LA GERMANIA FA MEA CULPA: SENZA IL GAS RUSSO IL FUTURO E’ DA REINVENTARE. IL PRESIDENTE DELLA REPUBBLICA STEINMEIER, L'UOMO CHE INSIEME AD ANGELA MERKEL HA INCARNATO LA POLITICA DEL DIALOGO CON PUTIN, AMMETTE DI “ESSERSI SBAGLIATO” SUL LEADER DEL CREMLINO, DEFINENDO ”UN ERRORE” IL SUO APPOGGIO AL GASDOTTO NORD STREAM 2, BLOCCATO DA BERLINO SOLO DOPO L'INIZIO DELL'AGGRESSIONE... -

Il 4 aprile scorso, il ministro dell'Economia e vicecancelliere, Robert Habeck, ha annunciato la temporanea nazionalizzazione di Gazprom Germania, filiale tedesca dell'omonimo gigante energetico russo che ha fin qui stoccato e distribuito il gas sul territorio federale. Fino al 30 settembre, la gestione dell'impresa passa alla Bundesnetzagentur, l'Agenzia federale delle reti controllata dal governo. Motivata da ragioni di sicurezza nazionale e approvvigionamento, la decisione rompe un tabù economico, mettendo per la prima volta un'azienda privata straniera sotto la tutela dello Stato.

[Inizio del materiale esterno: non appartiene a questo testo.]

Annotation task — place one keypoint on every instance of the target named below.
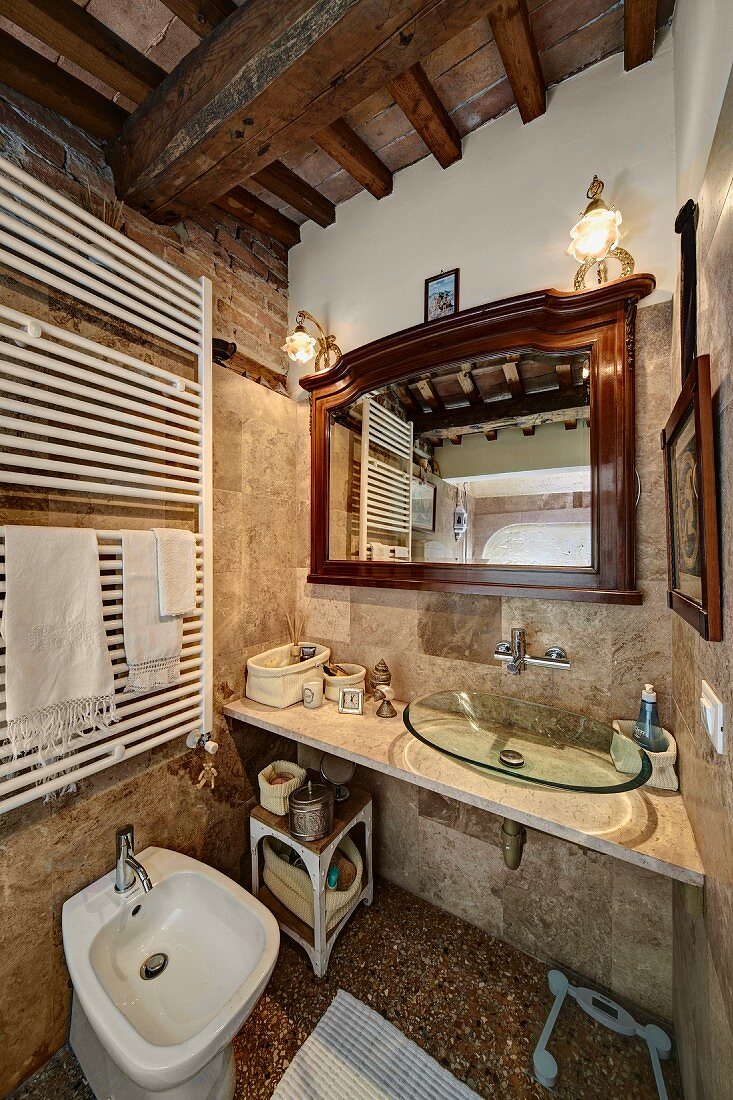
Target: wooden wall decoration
(600, 320)
(689, 448)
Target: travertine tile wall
(48, 851)
(606, 920)
(703, 948)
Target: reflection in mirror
(481, 462)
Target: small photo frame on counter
(351, 701)
(441, 295)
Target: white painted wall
(504, 211)
(703, 55)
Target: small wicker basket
(275, 798)
(293, 886)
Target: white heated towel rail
(80, 418)
(385, 487)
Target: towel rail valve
(196, 740)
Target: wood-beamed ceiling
(280, 112)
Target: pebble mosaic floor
(473, 1002)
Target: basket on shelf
(271, 679)
(274, 798)
(292, 886)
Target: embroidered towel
(152, 641)
(59, 682)
(176, 570)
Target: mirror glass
(484, 462)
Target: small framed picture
(441, 295)
(351, 701)
(424, 494)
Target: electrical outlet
(712, 714)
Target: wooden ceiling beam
(347, 149)
(414, 94)
(200, 15)
(262, 83)
(512, 30)
(540, 408)
(252, 210)
(44, 81)
(639, 30)
(284, 184)
(77, 35)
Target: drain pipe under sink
(513, 840)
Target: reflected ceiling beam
(284, 184)
(639, 29)
(345, 146)
(512, 30)
(247, 207)
(536, 408)
(564, 372)
(44, 81)
(414, 94)
(467, 383)
(513, 378)
(200, 15)
(77, 35)
(430, 395)
(262, 83)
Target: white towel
(176, 570)
(59, 681)
(152, 641)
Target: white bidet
(164, 980)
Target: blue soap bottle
(647, 732)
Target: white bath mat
(353, 1054)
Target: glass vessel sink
(528, 741)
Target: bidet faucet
(127, 866)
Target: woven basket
(354, 679)
(293, 886)
(274, 799)
(273, 681)
(624, 752)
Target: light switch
(712, 715)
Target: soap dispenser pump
(647, 732)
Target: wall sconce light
(595, 238)
(302, 347)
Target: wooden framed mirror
(487, 452)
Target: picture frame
(692, 551)
(424, 505)
(441, 295)
(351, 701)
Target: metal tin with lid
(312, 812)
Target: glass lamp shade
(299, 347)
(594, 235)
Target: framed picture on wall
(441, 295)
(689, 452)
(424, 495)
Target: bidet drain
(153, 966)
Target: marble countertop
(646, 827)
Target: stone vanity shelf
(646, 827)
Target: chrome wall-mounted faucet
(127, 866)
(514, 653)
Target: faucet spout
(127, 866)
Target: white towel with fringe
(176, 571)
(354, 1054)
(59, 682)
(152, 641)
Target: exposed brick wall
(248, 270)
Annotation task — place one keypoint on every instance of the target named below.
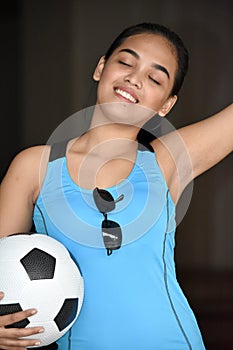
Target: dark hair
(172, 37)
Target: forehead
(153, 48)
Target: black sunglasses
(111, 230)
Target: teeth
(126, 95)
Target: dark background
(48, 52)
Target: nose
(134, 79)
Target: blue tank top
(132, 298)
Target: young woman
(122, 237)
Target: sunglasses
(111, 230)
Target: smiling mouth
(126, 95)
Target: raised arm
(190, 151)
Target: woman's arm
(19, 190)
(190, 151)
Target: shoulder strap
(58, 150)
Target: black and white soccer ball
(37, 271)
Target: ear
(167, 106)
(99, 68)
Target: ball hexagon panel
(67, 313)
(38, 264)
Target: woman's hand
(10, 338)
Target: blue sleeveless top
(132, 298)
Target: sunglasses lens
(103, 200)
(112, 235)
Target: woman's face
(140, 71)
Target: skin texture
(105, 154)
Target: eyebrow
(154, 65)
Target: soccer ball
(37, 271)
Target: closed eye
(154, 80)
(124, 63)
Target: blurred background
(49, 49)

In nessun altro Paese d'Europa la tragedia dell'Ucraina sta provocando conseguenze sistemiche come in Germania. Con le parole del cancelliere Olaf Scholz, la Repubblica federale è davanti a una «svolta epocale» che la costringe a rivedere radicalmente la sua politica estera, l'idea della sicurezza in Europa e il proprio ruolo nel mondo: si è rotta la relazione speciale di Berlino con Mosca e si è rivelato un miraggio il Wandel durch Handeln , l'idea illusoria (e autoassolutoria) che attraverso il commercio e la liberalizzazione degli scambi si potesse innescare il cambiamento in un regime autoritario.

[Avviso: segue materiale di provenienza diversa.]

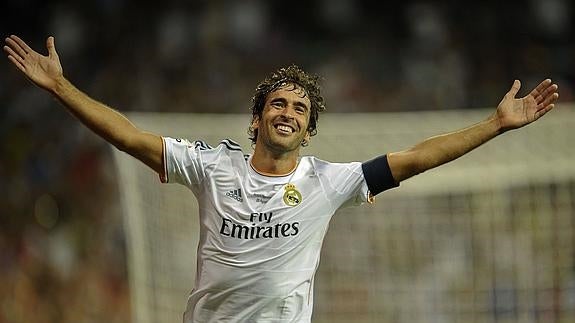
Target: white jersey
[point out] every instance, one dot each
(260, 238)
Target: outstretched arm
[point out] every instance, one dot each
(46, 72)
(511, 113)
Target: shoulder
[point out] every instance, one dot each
(321, 166)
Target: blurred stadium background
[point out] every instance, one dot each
(62, 241)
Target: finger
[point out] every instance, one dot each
(549, 91)
(12, 53)
(548, 101)
(17, 63)
(22, 43)
(16, 47)
(51, 47)
(540, 88)
(542, 112)
(514, 88)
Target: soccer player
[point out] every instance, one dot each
(263, 216)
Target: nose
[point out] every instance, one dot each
(288, 112)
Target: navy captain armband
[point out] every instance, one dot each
(378, 175)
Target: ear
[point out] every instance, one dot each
(255, 123)
(306, 139)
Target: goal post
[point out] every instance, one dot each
(490, 236)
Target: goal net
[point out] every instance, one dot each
(488, 237)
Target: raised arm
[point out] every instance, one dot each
(511, 113)
(46, 72)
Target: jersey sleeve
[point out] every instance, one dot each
(345, 184)
(183, 163)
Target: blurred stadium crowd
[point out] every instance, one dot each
(62, 254)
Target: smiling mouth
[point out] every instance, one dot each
(282, 128)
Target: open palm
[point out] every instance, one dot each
(514, 113)
(44, 71)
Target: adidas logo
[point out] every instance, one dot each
(236, 194)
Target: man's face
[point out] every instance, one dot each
(285, 118)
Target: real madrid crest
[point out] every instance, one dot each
(292, 196)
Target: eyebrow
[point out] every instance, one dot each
(296, 103)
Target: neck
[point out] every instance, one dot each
(271, 164)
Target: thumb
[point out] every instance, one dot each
(51, 47)
(514, 88)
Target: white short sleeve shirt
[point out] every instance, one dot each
(260, 236)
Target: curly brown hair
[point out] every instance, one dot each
(283, 76)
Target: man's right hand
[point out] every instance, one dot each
(43, 71)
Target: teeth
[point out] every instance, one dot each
(284, 128)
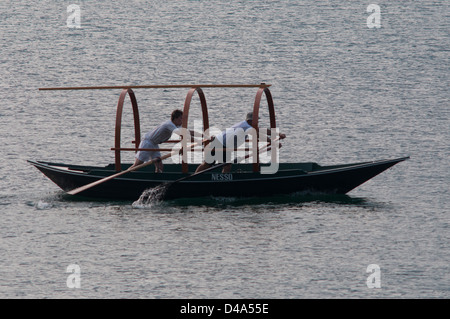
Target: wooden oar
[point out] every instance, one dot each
(131, 169)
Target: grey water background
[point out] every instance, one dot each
(343, 93)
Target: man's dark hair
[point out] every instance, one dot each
(176, 114)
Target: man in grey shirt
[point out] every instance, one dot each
(157, 136)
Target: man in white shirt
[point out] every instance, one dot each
(157, 136)
(230, 138)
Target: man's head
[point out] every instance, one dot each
(177, 117)
(249, 117)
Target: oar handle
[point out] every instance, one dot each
(131, 169)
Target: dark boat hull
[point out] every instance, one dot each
(290, 178)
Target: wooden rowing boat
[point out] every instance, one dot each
(117, 181)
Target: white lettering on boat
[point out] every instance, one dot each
(221, 177)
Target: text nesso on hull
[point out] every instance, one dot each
(119, 181)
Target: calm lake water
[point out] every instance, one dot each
(343, 93)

Ma, come conferma la decisione di Habeck, la guerra di aggressione di Vladimir Putin tocca anche la Repubblica federale nel suo tallone di Achille, l'energia, mostrando la miopia di rendersi quasi totalmente dipendente dall'importazione di fossili dalla Russia. Non solo. In realtà il conflitto colpisce al cuore il modello di governance economica, quello che dalla fine degli Anni Novanta ha scandito e scandisce il successo del sistema-Germania, che come nessun altro ha profittato della globalizzazione: l'importazione a prezzi ragionevoli di materie prime, energia e componenti, che vengono trasformati in prodotti di alto contenuto tecnologico e valore aggiunto, vedi le auto o la chimica, per essere poi esportati in tutto il mondo, in primo luogo verso la Cina, realizzando colossali surplus commerciali.

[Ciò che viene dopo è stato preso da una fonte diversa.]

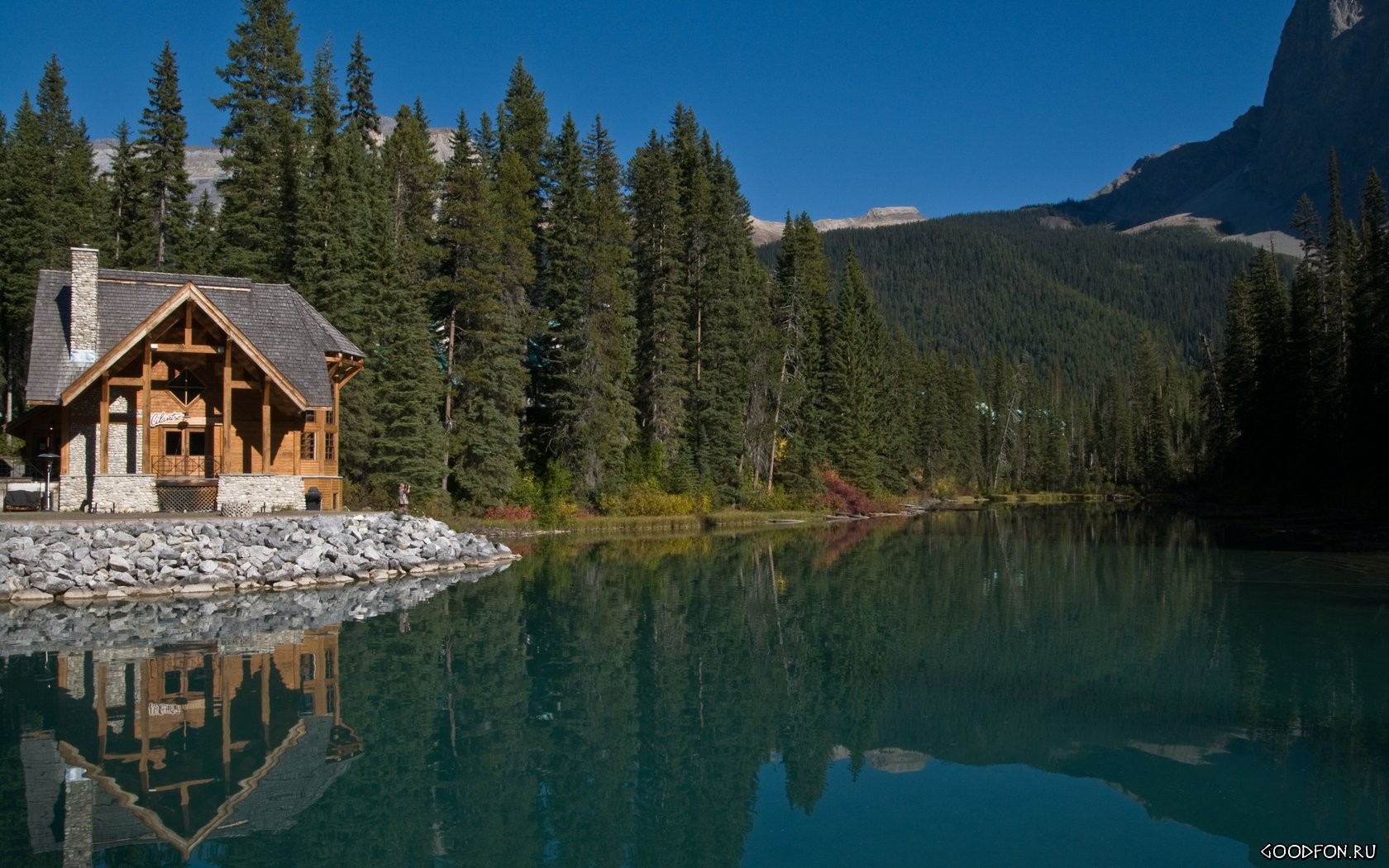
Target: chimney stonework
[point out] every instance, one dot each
(82, 306)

Dal 24 febbraio, i presupposti economici, intellettuali e morali di questo modello sono crollati. Il mea culpa tedesco è già iniziato. Politici e imprenditori, esperti e funzionari pubblici riconoscono gli errori. Il presidente della Repubblica Frank-Walter Steinmeier, l'uomo che insieme ad Angela Merkel ha incarnato la politica del dialogo con Putin, parla di «bilancio amaro» e ammette di «essersi sbagliato» sul leader del Cremlino, definendo «un errore» il suo appoggio al gasdotto Nord Stream 2, bloccato da Berlino solo dopo l'inizio dell'aggressione russa. «Avevo sperato - dice l'ex capo di Siemens, Joe Kaeser - che gli scambi economici avrebbero contribuito e far progredire lo sviluppo industriale e democratico della Russia. In realtà questa linea ha fallito».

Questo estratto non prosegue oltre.